A one-day conference exploring the fascinating world of Infant Observation with speakers, a goldfish bowl demonstration and small group discussions.
This event is for everyone who works with people including therapists, analysts & counsellors and those with an interested in human development, the infant-parent relationship, non-verbal communication and the unfolding psyche.

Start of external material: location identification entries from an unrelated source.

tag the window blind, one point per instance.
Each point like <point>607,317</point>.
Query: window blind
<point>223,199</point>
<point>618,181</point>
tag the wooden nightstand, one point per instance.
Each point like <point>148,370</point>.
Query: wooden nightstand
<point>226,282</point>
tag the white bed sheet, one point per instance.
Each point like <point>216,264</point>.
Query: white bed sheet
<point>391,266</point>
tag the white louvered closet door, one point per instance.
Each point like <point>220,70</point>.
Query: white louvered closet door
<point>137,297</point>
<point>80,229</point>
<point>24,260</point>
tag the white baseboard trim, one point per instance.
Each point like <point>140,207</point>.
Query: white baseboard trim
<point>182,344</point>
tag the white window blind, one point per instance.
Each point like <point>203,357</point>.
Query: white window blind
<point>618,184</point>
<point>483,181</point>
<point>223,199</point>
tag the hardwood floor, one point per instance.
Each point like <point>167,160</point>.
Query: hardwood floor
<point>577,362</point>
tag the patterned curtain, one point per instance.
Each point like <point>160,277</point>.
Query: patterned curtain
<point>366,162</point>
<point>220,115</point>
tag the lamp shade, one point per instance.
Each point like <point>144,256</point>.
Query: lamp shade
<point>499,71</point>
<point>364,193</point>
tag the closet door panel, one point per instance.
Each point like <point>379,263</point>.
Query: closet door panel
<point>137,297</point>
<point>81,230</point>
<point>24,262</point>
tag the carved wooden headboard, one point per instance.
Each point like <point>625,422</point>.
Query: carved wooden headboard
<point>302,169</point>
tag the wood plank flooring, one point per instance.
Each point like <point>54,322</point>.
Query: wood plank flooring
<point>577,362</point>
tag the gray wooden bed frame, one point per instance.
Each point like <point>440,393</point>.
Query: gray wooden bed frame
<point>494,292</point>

Refreshments and lunch are included.
programme for the day:
09.30 - Registration
10.00 - Ciara Hendrick, 2017 Gold Kelnar Prize Winning paper: The Difficulty of Three
11.15 - Coffee
11.35 - Dr Amanda Jones - A paper in response to thoughts stimulated by Ciara's paper
12.50 - Present IO Kelnar Prize Certificates
12.55 - Lunch
13.45 - Goldfish Bowl discussion with Katie Weatherstone, 2017 Kelnar Prize Winner: Katie and a group of bpf Infant Observation Seminar Leaders will discuss an observation togther
14.45 - Break-out group discussions of the observation
15:30 - Plenary
16.00 - Close
about the speakers
Amanda Jones is a consultant perinatal psychotherapist and strategic and clinical lead of an NHS Perinatal Parent Infant Mental Health Service. Her doctoral research studied how mothers’ use of maladaptive defensive processes can derail their baby’s development. In collaboration with the Anna Freud Centre, Amanda was the therapist in the Channel Four documentaries ‘Help me love my baby’. Amanda has a long-standing interest in psychoanalytically informed parent-infant psychotherapy.
Dr Katie Weatherstone
Dr Katie Weatherstone is a Consultant in Palliative Medicine with a background in Medical Oncology, and holds an MA in Medical Ethics and Law. She was awarded a distinction for her MSc in Psychodynamics of Human Development and received the Gilchrist Trust Award for one of the two highest average marks in the School of Social Sciences, History and Philosophy at Birkbeck, University of London. Katie has a particular interest in the impact of early experiences and how these can affect people throughout life, including when they are dying. Her MSc dissertation explored whether the Jungian concept of the Great Mother archetype can contribute to a better understanding of how powerful, unconscious processes affect dying patients and those caring for them.
about the bpf Kelnar Prize
The Kelnar Prize is awarded annually to a bpf Trainee, MSc student or Infant Observation Course participant whose final Infant Observation paper is considered to be of outstanding merit.
The Kelnar Prize was instigated in recognition of the significant contribution made by the late Dr John Kelnar to the teaching and practice of psychotherapy. bpf Infant Observation Seminar Leaders may submit any exceptional papers to the Kelnar Prize Panel and the winner will be invited to give their paper alongside a prestigious presenter at the annual bpf Infant Observation Conference.